MICHAEL’S OBSERVATIONS:  Let me start by saying that my interest in trying new foods is at the zero level.  When asked by someone, “would you like to try such and such,” by initial response is, “no.”  So when we had lunch on the Waterfront, Leona ordered for the both of us and my only selection was a nice glass of wine.  Leona has learned over the last 30 years never to ask, “what would you like to eat?”  Instead, she merely orders and I eat.  This lunch was an absolute delight.  The setting was on the Waterfront with a magnificent view of Table Mountain and, as Leona has commented, our waitress was terrific.  

After our scrumptious lunch, we headed out for some serious shopping.  My favorite place was the African Trading Company.  There are three levels of goods from which you could choose anything from a refrigerator magnet to animal skins.  The most expensive was the giraffe skin at $16,000.00.  The upper level was especially fun because it included photos and descriptions of the craft makers.  Many of the items were handcrafted from Angola and, as usual, I did a lot of window shopping and held back on purchasing.  



We continued shopping at the local Waterfront stores and, quickly, through the Watershed complex.  After a couple of hours, I developed the shopper’s haze which meant things began to blur as I was overcome with beautiful art, jewelry and clothing.  Anyone who has ever shopped for jewelry, especially diamonds, knows what I’m talking about.  After hours of looking, the brain develops a meltdown.  Too many beautiful things.  Luckily, after years of facing this phenomenon, I’ve come to realize, it’s time to head back to the comfort of our room and relax rather than continue and risk impulse buying. 
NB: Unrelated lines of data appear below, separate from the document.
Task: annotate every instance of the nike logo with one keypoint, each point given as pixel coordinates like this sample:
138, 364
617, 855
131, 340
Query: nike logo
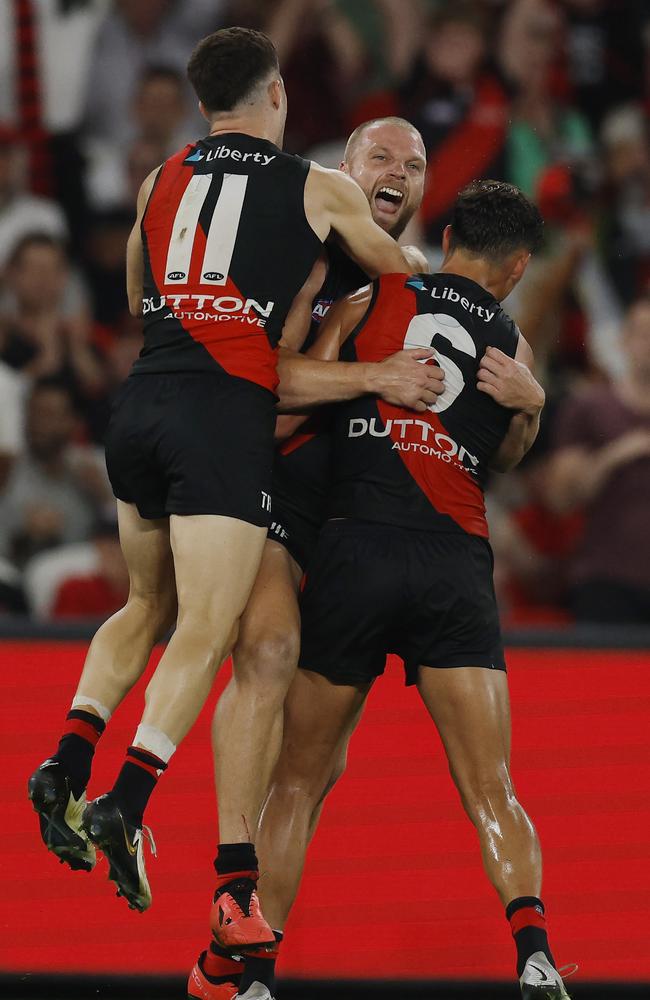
131, 848
545, 980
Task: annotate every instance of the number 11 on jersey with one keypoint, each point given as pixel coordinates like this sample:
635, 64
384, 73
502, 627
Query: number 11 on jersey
221, 235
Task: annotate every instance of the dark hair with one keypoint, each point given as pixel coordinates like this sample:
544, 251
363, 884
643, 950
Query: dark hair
494, 219
35, 240
226, 66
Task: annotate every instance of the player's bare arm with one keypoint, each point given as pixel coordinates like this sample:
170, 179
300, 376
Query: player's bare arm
418, 263
134, 260
335, 203
510, 382
296, 327
317, 377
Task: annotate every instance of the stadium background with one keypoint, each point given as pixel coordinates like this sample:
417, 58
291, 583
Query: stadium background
551, 94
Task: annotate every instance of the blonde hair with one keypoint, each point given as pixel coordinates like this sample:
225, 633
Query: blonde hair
360, 129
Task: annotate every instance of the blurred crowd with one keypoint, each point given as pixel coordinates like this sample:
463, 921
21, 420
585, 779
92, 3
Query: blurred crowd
553, 95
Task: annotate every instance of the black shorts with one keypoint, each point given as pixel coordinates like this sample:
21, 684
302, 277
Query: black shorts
374, 589
193, 443
296, 532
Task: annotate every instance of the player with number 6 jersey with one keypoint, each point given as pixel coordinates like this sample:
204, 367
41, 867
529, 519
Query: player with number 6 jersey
404, 566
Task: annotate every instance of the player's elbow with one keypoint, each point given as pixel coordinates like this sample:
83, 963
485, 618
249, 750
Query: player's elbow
135, 304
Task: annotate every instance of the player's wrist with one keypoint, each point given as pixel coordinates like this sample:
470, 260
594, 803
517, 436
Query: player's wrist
370, 378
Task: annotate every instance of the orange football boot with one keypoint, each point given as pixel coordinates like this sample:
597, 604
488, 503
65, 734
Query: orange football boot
236, 919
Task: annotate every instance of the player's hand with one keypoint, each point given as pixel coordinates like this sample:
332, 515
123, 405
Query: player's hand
509, 382
405, 379
43, 523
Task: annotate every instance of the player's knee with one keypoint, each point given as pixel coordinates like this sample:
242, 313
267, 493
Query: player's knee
335, 776
486, 793
268, 660
158, 609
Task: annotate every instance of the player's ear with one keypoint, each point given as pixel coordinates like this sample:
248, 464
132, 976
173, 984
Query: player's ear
519, 266
276, 92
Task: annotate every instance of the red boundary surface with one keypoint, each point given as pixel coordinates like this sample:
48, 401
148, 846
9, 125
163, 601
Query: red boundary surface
394, 854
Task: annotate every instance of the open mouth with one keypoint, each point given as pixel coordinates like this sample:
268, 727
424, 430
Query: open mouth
389, 199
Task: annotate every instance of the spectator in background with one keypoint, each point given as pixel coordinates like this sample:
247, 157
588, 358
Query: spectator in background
136, 34
11, 420
602, 463
45, 62
38, 339
626, 230
159, 124
20, 212
104, 265
606, 43
544, 130
55, 491
102, 591
323, 61
459, 103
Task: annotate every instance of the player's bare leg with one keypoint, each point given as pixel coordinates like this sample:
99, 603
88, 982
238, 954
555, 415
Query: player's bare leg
246, 739
471, 709
116, 659
211, 599
319, 720
247, 724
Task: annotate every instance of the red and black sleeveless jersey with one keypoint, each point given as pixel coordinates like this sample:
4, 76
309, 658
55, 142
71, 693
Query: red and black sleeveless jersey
301, 470
227, 246
423, 470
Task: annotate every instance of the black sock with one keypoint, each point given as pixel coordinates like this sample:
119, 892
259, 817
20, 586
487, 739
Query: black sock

I remember, as we were heading back through the Watershed, Leona saying, “should we save this until tomorrow?” which I would’ve made my pick, but, instead, she said, “let’s do it now.”  And a wise choice it was because the next day, the skies opened up and when I pulled the drapes back in our cabin, the rain was coming down, reminiscent of Seattle.  I’m so long that I followed Leona’s lead the day before.